I'm in Hou TX. Lawn size is 4K sq ft, grass type St Aug. This is my first full season maintaining this lawn, when I bought the house (just built) last June i thought I had measured my square footage correctly but upon review a week ago I came to the conclusion is was off by a decent amount. So I'm assuming my P & K are low due to my under fertilizing due to poor measurements. I really am just looking for some advice on where to go from here. The lawn doesn't look terrible but it's not as thick as I would like. I don't have issues with shade and also don't have irrigation system yet just sprinklers getting moved around. Is it even worth the time and money to try to lower PH or am I just better off using products that work for high PH and living with it?


----------



## Virginiagal (Apr 24, 2017)

Since you need P and K, the easiest product to use is a balanced fertilizer (same percentages of N, P, and K) when you fertilize. The amounts the soil test is giving are for a year. General rule is to not apply more than one pound of a particular nutrient a month in an appropriate time to fertilize.
Have you read this article here on soil remediation?
https://thelawnforum.com/viewtopic.php?t=15165
It has some info on lowering pH and whether it's worth trying to do.

Here's an article from Texas A&M on St Augustine maintenance:
https://agrilifeextension.tamu.edu/library/landscaping/maintaining-st-augustinegrass-lawns/


----------



## JLavoe (Jun 8, 2020)

@tx aug dude Find yourself a good 1-1-1 fertilizer, prefferably AMS as the N source.. and a solid chelated micronutrient package in foliar applications.

8.0 pH is quite high. Unless you're willing to bring in a bulldozer and sand cap this thing.. start banging it with citric acid and prilled sulfur. I have a thread on applying citric acid that may help as well.
https://thelawnforum.com/viewtopic.php?f=24&t=29159

No irrigation certainly poses a challenge, but can be done. Don't expect a significant drop in pH for a while.


----------



## tx aug dude (Jun 15, 2021)

@JLavoe Ive been doing some research on here and reading @Greendoc posts about St Aug. My current plan of action is to spray 20-20-20 bi weekly due to my CEC and also spray some chelated micros monthly. I will also throw down some sulfur and if I can find an economical way to spray citric I'll do that as well. Does this seem like a decent course of action? Thanks for your input I appreciate it.


----------



## g-man (Jun 15, 2017)

This is a soil test, so you should address the soil with granular products instead of foliar. Your P is very deficient. That would be my priority. Potassium is also low, so you need a balanced fert.
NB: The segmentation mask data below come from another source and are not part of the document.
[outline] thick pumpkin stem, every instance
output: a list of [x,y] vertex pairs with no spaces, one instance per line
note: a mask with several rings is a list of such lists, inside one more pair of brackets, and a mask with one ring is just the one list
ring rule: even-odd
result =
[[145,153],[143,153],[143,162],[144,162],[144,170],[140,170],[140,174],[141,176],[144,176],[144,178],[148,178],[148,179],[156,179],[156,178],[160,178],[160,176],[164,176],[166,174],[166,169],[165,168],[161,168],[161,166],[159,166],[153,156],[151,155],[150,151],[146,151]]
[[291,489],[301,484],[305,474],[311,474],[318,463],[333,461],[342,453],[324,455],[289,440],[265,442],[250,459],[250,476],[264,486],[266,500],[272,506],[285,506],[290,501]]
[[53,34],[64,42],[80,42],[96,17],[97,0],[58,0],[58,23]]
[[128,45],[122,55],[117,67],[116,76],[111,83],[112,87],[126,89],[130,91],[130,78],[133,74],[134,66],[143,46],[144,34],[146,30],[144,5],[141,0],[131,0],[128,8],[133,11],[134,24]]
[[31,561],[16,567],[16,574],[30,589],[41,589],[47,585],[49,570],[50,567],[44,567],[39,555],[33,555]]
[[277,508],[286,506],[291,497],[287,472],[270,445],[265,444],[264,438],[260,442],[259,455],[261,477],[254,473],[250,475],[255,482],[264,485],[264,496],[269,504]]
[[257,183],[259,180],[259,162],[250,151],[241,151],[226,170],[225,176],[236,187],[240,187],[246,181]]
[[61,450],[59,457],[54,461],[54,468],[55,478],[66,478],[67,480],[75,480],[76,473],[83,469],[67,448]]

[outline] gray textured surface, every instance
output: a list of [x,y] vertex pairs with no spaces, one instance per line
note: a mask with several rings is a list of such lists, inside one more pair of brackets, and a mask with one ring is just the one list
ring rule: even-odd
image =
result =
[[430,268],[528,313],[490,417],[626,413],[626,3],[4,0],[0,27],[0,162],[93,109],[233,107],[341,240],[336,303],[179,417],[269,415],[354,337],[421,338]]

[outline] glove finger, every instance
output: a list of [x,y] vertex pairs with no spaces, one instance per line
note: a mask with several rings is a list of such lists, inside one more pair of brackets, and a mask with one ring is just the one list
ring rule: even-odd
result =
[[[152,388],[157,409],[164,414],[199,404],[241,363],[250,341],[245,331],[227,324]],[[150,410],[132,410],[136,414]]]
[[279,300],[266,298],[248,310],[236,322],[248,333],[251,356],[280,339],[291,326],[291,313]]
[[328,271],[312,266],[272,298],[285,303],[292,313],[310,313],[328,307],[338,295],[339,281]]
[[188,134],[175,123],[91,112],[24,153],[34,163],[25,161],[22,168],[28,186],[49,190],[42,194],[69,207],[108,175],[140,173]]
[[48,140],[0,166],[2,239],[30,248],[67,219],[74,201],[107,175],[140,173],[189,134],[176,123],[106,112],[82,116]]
I would try the elemental sulfur, but dont be too hopeful. Adjust your practices to the high pH.


----------



## tx aug dude (Jun 15, 2021)

@g-man Wouldnt my high PH make P availability from soil an issue?


----------



## g-man (Jun 15, 2017)

That's why you need to do soil P applications. You can add a few oz via foliar, but i would not ignore the soil application.


----------



## tx aug dude (Jun 15, 2021)

@g-man ok that makes sense so maybe go with something like AMS bi weekly and monthly apps of TSP and SOP for my NPK needs?


----------



## g-man (Jun 15, 2017)

If you can find those, then yes. Other product options in the soil remediation guide.


----------